Question
Yessie Corporation owns 80% of the ordinary shares of Zuma Corporation and uses the Equity method to account for its investment. On January 1, Year
Yessie Corporation owns 80% of the ordinary shares of Zuma Corporation and uses the Equity method to account for its investment.
On January 1, Year 2, Yessie purchased 100,000 of Zuma’s 12% bonds for $92,000. Zuma’s bond liability of this date consisted of 400,000 par 12% bonds due January 1, Year 6 and unamortized discount of $50,000. Interest payment dates are June 30 and December 31. The effective rate of interest is 7% every six months for Yessie’s bond investment and 7.5% every six months for Zuma’s bond liability.
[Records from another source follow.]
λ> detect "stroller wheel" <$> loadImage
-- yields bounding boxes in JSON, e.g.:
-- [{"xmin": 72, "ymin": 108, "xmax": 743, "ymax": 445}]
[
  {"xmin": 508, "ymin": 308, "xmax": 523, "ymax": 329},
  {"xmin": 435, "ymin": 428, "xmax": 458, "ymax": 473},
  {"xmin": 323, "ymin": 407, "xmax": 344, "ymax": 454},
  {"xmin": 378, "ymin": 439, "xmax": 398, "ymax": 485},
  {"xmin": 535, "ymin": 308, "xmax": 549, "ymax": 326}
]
Both companies have a December 31 year-end and use the effective-interest rate method to account for the bonds. Yessie uses income tax allocation at a 40% tax rate when it prepares its consolidated financial statements.
Zuma reported a profit of $75,000 in Year 2 and declared a dividend of $15,000 on December 31.
Required: Follow the in-class/video explained process to answer the following questions:
- a. Calculate the amount of gain or loss that will appear as a separate item on the Year-2 consolidated income statement as a result of the bond transaction that occurred during the year.
- b. Prepare the equity method journal entries that Yessie would make on December 31, Year 2.
- c. Calculate the amount of bond liability that will appear on December 31, Year 2, on the consolidated statement of financial position.